Fujitsu has produced the initial version of the ARM processor that will be used in Post-K, Japan’s first exascale supercomputer.

According to the joint announcement by Fujitsu and RIKEN, the prototype chip will be used to start “functionality field trials.” The production version of the processor needs to be completed in time for the construction and deployment of the Post-K system, which is expected to take place in 2021.

Satoshi Matsuoka, director of the RIKEN Center for Computational Science (R-CCS) says they expect the processor to “deliver performance far surpassing that of existing general-purpose server processers for many supercomputer applications.”

The ARM processor being developed is the first instance of the ARMv8-A Scalable Vector Extension (SVE) architecture, which extends the vector processing capability of the ARM platform significantly. The SVE capability will be used to accelerate conventional high performance computing codes, specifically, science and engineering simulations that require double precision arithmetic.

The chip will also be able support half-precision math, which will be especially useful for deep learning applications. Overall, the processor has been designed to support software across a wide range of application categories, including HPC, artificial intelligence and machine learning, security and blockchain technology, big data, and IoT.

The new ARM processor is outfitted with 48 cores plus either two or four assistant cores to help out with things like I/O, OS jitter reduction, and asynchronous MPI. The vector hardware is implemented with a width of 512 bits, quadrupling the 128-bit-wide vector unit used in the K computer’s SPARC64 VIIIfx processor.
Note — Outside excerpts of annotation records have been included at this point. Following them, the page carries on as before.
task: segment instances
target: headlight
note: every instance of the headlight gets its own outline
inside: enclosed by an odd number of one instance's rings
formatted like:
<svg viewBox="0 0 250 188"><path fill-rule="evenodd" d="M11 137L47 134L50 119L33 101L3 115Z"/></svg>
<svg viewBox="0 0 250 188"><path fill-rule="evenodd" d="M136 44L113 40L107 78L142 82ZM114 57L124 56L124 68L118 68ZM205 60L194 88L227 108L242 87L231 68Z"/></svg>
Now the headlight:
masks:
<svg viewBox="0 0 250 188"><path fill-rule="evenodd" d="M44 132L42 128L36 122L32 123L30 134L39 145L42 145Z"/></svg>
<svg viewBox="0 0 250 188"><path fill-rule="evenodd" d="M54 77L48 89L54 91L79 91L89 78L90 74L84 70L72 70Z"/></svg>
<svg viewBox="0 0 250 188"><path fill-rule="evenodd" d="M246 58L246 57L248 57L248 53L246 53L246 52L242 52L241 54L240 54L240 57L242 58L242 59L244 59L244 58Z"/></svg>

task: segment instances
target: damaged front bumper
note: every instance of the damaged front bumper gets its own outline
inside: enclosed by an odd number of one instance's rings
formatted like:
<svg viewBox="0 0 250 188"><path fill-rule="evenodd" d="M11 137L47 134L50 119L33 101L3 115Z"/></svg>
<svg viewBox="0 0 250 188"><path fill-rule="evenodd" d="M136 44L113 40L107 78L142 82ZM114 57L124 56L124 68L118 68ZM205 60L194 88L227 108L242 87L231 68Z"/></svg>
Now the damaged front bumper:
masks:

Each node of the Post-K system will be equipped with a single ARM processor, with rack comprised of 384 nodes. However, since the node count of the entire system has not been revealed, it’s impossible to tell how many processors will be needed for the final machine. The chip’s peak performance and power draw were also not specified. Fujitsu plans to fill in more of these technical details at upcoming conferences later this year, including Hot Chips and SC18.

“I am certain that Post-K will not only contribute world-leading performance to meet the concerns of the people of Japan, it will also be a sign of the revitalization of Japan’s semiconductor technology,” said Matsuoka. “Having now verified the operation of the prototype CPU as planned, we have cleared a major step in the path to full operation of post-K around 2021, as well as toward subsequent developments.”

For those curious about the ARM prototype, the chip will be on display at the ISC High Performance 2018 conference, which is being held in Frankfurt, Germany, from June 24 to 28.